A Irlanda do Norte, que não tem um pingo de talento na equipa, consegue articular uma jogada com cabeça, tronco e membros e marca um golo na primeira parte, período durante o qual a Selecção Nacional se ausenta. Porquê?
Ninguém entende. Nem o seleccionador.
Estão reunidas todas as condições: Dragão cheio, um ambiente formidável, uma Selecção acarinhada e em 3.º lugar no ranking da FIFA, um Ronaldo centenário, um seleccionador ‘consensual’ (no ‘sistema’), prémios monetários assegurados e pagos, a estrutura do Euro-2012 intocada e as ‘forças vivas’ do País embrulhadas com a FPF num abraço solidário e estimulante.
Não havia mesmo razões para algo falhar, como às vezes existe.
Chove.
Olha-se para a equipa e o que se vê nela? Ausência de dois jogadores habitualmente titulares: Fábio Coentrão e Raul Meireles.
Um lateral esquerdo, que nem sequer é titular actualmente no Real Madrid e um médio, que nunca foi considerado um dos (três) ‘mosqueteiros’ da Selecção Nacional.
Confirmando uma tese que aqui desenvolvi antes da realização do ‘Europeu’, a Selecção Nacional faz uma boa equipa com o seu ‘onze’ titular disponível; quando entram ‘segundas linhas’ para certos lugares, a Selecção não consegue exibir os mesmos níveis de qualidade.
Quer dizer: não pode ‘chover’ na Selecção Nacional; se lhe faltam algumas unidades, ela ‘constipa-se’, ela desarticula-se, ela ressente-se, ela parece órfã (de qualquer coisa)...
Pieguice? Também um pouco, mas esta Selecção reflecte as assimetrias do nosso futebol: temos um bom grupo de elite, mas começam a escassear os grandes talentos ‘alternativos’...
... E, nestas circunstâncias, não se pode (não se deve) inventar: Miguel Lopes a lateral esquerdo? Rúben Micael a ’10’?
Postiga marcou um golo (um ponto), mas é claramente um ‘fetiche’ de Bento. O ‘fogo’ por Nélson Oliveira, subitamente, apagou-se.
Repito: temos um fora-de-série (ausente nos dois últimos jogos, porquê?), dois-três jogadores ‘plus’ de nível europeu (Nani, Pepe...) e os restantes oscilam de ‘forma’: se estão bem, a Selecção está bem; se estão mal, a Selecção ressente-se. João Pereira, Moutinho, Veloso, não têm estado bem na Selecção, e Nani anda apagado, provavelmente já deveria ter dado o lugar a outro...

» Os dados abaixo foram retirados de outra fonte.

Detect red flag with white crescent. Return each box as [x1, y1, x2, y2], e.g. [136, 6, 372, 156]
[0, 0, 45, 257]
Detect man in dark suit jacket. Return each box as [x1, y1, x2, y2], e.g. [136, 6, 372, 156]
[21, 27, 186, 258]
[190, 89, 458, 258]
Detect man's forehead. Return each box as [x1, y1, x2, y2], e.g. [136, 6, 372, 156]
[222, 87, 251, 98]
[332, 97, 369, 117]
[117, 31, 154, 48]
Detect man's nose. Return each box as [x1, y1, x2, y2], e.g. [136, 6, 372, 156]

Em síntese: facilitámos na Rússia e agora com a Irlanda do Norte. Jogámos estas partidas como se nada estivesse em jogo. E, agora, o costume: máquina de calcular...
Não muda nada. Há, no futebol português, uma tendência suicida que não acaba. O problema maior é que as coisas estão a ficar piores com o tempo, há menos jogadores de qualidade (empobrecimento qualitativo) e aí a FPF tem total responsabilidade: não tratou de salvaguardar o investimento continuado pela base e essa é a herança que Madail deixou. Andaram a condecorá-lo e agora não se queixem.
Um País pequeno não pode desaproveitar jogadores por causa de orgulhos, egos e teimosias. E, nos últimos tempos, os orgulhos, as retaliações, as arrogâncias, os egos e as teimosias têm ganho terreno, com o resultado de empobrecer a Selecção Nacional e o valor do futebol português.